Every year, new words enter the lexicon and we overuse them and then stop using them, and then look back a few years later and wonder what we were on about.
Lexicographers at the Oxford English Dictionary went for “vax” as their word of the year for 2021, and of course Brussels has its own, somewhat more complicated, jargon we all hope will one day go away: such as “Coreper,” “Fiscal Compact” and “subsidiarity.”
So what will be the EU’s words of 2022? Here are few suggestions:
Pangela: An intense feeling of missing Angela Merkel. As in, “there’s a massive crisis in the EU and I can feel a terrible Pangela attack coming on.”
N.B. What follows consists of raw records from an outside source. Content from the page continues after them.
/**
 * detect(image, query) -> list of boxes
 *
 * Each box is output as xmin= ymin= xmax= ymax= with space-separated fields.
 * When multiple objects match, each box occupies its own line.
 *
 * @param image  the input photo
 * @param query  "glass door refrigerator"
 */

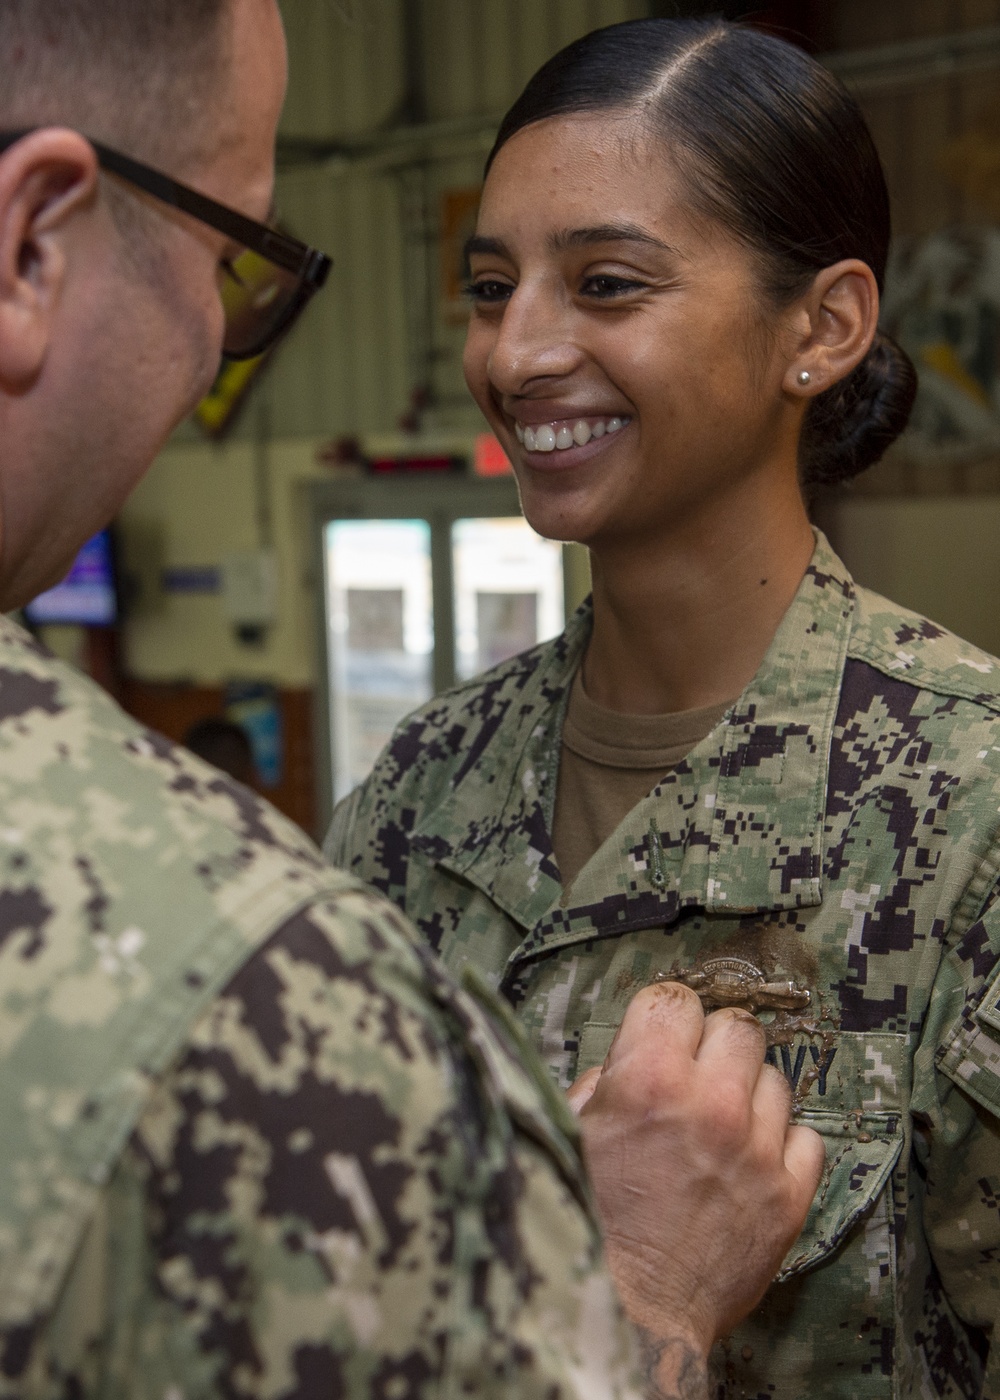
xmin=311 ymin=473 xmax=581 ymax=828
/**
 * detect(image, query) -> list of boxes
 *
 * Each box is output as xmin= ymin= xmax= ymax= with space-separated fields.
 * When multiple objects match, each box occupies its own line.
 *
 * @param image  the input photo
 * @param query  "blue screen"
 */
xmin=25 ymin=531 xmax=118 ymax=627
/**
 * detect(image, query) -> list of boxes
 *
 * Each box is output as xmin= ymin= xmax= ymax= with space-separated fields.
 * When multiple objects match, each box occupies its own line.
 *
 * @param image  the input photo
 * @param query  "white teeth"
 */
xmin=516 ymin=416 xmax=630 ymax=451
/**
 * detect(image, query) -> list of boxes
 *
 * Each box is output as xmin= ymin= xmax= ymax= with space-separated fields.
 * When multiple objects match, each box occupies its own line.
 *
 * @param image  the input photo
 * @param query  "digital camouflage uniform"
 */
xmin=0 ymin=616 xmax=641 ymax=1399
xmin=328 ymin=534 xmax=1000 ymax=1400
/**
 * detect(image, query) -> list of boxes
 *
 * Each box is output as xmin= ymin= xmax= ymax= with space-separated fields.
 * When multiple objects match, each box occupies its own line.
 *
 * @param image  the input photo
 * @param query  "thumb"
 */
xmin=566 ymin=1065 xmax=603 ymax=1116
xmin=783 ymin=1123 xmax=826 ymax=1212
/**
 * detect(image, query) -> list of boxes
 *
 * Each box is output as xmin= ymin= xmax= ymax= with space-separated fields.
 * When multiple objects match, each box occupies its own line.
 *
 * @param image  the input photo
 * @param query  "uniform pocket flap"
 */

FUKUS: Surprise new security alliance between France, the U.K. and the U.S. Also: What French people suspect Britain and the U.S. are permanently trying to do with their foreign policy. Example: “Mon Dieu! After AUKUS, now they want to FUKUS!”
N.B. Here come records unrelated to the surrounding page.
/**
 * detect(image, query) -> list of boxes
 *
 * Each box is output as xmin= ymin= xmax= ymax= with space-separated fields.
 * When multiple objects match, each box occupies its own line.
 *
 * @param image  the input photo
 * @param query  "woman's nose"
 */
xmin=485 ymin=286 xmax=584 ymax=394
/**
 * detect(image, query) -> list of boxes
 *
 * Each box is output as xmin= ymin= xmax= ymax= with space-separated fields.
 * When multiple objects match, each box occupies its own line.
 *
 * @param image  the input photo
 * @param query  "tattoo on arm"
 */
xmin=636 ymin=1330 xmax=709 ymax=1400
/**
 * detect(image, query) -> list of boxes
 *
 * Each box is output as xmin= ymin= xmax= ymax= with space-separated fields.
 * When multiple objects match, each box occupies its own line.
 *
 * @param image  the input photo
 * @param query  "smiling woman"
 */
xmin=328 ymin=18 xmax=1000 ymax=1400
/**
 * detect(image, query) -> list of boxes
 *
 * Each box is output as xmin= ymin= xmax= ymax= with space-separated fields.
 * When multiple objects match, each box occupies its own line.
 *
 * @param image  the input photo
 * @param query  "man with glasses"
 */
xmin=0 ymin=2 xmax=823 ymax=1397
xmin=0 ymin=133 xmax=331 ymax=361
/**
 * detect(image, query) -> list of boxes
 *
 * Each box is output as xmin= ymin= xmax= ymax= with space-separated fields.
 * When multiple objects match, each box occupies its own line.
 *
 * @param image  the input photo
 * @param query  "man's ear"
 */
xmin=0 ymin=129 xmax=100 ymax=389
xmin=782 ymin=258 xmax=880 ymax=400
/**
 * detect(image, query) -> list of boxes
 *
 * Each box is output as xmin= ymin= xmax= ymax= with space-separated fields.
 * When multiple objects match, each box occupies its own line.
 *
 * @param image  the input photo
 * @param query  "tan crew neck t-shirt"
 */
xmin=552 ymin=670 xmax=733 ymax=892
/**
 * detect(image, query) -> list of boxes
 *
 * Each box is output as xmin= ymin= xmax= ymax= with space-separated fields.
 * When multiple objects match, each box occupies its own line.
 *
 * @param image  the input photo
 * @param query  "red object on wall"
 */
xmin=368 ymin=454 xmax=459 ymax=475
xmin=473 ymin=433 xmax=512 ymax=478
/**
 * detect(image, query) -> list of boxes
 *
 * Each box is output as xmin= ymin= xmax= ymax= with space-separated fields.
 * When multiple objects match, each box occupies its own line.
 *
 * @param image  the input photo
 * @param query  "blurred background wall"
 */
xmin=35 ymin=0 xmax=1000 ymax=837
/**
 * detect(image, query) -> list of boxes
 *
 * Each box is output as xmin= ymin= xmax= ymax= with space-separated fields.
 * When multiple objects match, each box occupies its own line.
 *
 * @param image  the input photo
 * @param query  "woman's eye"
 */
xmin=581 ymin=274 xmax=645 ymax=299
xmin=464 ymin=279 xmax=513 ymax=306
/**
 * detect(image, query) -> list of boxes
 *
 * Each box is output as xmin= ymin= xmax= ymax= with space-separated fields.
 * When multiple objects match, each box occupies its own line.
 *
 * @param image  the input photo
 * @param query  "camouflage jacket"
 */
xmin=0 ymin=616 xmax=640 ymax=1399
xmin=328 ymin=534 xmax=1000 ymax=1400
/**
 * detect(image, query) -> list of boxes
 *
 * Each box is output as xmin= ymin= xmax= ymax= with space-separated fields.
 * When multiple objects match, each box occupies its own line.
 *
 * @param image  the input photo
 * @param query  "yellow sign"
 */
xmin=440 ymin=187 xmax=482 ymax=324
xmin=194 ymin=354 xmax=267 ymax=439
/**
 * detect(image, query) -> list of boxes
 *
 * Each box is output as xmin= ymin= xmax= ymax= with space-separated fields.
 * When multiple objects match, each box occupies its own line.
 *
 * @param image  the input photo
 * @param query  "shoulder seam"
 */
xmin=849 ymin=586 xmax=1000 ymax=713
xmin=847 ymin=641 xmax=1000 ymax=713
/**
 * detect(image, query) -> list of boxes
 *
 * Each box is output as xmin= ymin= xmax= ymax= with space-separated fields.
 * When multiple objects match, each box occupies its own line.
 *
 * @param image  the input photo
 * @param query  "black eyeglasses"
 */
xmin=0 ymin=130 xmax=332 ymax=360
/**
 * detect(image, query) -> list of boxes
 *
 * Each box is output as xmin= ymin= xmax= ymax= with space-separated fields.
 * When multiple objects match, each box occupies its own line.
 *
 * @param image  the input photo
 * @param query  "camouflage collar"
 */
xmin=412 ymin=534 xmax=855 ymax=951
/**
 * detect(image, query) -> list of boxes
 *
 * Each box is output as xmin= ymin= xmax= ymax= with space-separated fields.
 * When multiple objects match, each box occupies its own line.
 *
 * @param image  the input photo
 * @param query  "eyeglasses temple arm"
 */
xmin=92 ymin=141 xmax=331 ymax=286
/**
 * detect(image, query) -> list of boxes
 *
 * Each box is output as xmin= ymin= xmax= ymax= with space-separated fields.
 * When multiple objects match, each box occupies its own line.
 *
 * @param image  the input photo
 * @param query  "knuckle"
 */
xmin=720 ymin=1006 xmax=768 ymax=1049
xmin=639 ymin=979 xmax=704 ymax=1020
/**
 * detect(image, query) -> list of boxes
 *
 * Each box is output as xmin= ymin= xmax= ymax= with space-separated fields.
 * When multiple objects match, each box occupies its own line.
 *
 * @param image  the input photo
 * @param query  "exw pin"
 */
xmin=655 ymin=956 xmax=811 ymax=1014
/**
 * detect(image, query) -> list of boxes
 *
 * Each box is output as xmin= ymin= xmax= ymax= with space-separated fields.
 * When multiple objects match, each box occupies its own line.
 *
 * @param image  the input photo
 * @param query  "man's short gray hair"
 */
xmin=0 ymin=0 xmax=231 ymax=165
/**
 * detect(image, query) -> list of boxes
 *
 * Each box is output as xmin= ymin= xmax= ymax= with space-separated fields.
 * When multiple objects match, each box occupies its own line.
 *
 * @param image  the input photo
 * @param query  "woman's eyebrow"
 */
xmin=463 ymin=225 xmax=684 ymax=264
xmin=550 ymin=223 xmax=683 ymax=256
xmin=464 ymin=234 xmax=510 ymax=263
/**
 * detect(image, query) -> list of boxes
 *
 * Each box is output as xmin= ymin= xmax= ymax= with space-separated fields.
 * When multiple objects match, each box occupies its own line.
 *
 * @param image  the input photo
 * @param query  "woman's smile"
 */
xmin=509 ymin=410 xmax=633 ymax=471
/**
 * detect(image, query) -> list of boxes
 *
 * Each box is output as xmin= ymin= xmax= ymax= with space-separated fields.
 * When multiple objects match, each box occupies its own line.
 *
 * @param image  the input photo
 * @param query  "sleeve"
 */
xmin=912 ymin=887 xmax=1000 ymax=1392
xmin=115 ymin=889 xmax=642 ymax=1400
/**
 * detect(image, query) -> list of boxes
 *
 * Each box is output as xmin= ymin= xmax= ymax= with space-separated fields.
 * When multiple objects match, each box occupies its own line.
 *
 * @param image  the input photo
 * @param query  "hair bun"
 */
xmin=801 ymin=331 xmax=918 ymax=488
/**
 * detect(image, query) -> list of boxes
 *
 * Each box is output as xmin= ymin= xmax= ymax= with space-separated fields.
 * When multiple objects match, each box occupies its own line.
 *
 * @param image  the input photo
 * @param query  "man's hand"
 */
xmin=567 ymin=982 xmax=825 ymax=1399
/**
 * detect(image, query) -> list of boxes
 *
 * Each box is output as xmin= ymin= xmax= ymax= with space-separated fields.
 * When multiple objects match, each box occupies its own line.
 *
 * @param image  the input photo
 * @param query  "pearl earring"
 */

Qataracts: Vision problems caused by pretending to focus on human rights concerns around the 2022 World Cup while really only caring about the football. “Boris Johnson and Emmanuel Macron talking about forced labor in Doha? Serious Qataracts!”
Manusplaining: Patronizing use of blindingly obvious points and clichés to expound on the French president’s reelection chances. Expected to reach a peak in April 2022. Must include references to Napoleon, de Gaulle and Monsieur Hulot.
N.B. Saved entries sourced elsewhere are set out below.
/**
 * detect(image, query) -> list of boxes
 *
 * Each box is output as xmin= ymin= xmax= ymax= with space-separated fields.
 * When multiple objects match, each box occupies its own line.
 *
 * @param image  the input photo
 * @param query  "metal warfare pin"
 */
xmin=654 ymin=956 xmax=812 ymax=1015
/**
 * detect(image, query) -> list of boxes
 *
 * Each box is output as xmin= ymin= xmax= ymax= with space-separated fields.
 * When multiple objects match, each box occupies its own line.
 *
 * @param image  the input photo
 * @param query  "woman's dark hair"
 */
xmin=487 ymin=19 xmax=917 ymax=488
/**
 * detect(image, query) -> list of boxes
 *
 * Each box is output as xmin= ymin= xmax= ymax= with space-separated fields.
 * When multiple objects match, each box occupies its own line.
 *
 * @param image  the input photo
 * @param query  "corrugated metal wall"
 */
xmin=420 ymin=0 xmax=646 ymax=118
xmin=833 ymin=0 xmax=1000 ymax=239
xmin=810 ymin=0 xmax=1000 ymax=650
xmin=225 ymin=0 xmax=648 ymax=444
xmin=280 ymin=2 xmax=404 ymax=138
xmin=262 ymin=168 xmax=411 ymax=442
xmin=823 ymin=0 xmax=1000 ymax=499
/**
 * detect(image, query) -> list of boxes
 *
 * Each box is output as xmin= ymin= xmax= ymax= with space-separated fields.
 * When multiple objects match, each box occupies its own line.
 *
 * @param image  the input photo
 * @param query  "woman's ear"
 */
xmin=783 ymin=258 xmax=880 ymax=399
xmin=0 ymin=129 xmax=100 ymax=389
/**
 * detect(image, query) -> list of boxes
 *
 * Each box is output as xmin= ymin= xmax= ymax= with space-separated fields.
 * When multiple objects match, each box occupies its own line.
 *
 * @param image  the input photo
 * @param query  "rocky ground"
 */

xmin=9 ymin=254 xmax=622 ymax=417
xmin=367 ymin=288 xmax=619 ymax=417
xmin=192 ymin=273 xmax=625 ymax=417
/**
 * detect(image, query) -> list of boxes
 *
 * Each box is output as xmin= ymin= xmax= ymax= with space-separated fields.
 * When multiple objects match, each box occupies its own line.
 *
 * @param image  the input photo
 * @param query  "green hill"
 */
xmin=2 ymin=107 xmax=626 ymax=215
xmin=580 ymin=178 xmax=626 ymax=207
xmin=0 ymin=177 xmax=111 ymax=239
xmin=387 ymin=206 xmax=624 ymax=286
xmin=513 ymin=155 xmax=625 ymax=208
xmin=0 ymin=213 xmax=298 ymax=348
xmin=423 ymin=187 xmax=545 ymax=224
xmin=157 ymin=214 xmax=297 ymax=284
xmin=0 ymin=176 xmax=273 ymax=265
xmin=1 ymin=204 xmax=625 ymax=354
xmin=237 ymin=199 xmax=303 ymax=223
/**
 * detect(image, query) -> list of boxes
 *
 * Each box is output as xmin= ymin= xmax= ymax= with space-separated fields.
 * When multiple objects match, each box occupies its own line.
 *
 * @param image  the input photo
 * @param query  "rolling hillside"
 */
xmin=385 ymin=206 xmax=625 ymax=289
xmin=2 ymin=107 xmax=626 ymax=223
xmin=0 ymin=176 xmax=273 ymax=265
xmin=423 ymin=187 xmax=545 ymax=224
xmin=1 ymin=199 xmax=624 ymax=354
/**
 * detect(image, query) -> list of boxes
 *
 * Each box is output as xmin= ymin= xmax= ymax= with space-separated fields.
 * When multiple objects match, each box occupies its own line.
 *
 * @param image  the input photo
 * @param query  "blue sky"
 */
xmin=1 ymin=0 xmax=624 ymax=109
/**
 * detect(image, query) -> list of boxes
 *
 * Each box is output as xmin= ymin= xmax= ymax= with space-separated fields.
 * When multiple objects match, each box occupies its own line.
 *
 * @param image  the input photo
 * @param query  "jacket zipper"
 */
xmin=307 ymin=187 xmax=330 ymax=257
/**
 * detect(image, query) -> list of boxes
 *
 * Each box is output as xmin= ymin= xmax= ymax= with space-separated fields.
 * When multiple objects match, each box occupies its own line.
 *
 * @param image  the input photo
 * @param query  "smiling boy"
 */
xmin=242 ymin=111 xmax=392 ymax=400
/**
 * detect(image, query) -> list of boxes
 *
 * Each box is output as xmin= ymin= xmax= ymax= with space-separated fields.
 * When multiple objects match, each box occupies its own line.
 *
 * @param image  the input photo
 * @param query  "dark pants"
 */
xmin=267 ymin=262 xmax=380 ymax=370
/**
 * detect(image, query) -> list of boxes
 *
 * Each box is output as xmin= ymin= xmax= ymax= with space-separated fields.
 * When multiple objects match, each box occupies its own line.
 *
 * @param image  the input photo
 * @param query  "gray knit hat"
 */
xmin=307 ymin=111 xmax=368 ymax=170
SchLepen: Power couple of Olaf Scholz and Marine Le Pen (to be used only if the latter wins the French presidential election).
ROLOLZ: Amusement at EU attempts to make Poland and Hungary pay any attention whatsoever to the rule of law. Example: “Did you hear von der Leyen’s speech today? Totes ROLOLZ!”
Super-dreader event: Panel discussion in the Brussels Bubble on a technical issue. Preventative measures to avoid a super-dreader event include washing your hands (of any involvement in organizing the thing) and social distancing — i.e. leaving town, disabling Zoom and uninstalling all social media apps. How to avoid a super-dreader event: Watch out for danger words such as “moderator,” “think tank” and “financial instrument taxonomy.”
Squid Game: Annual negotiations on fish quotas in the Council. The loser dies.
Trialogue: New Polish form of justice based on EU-decision making, combining a criminal trial with a three-sided mediation process. The accused faces a panel of three independent judges — a legal expert, appointed by the Law and Justice party; a government minister from the Law and Justice Party; and Jarosław Kaczyński. This diverse panel ensures no interference by any political party, except Law and Justice, which is totally fine because it has the words “law” and “justice” in its name.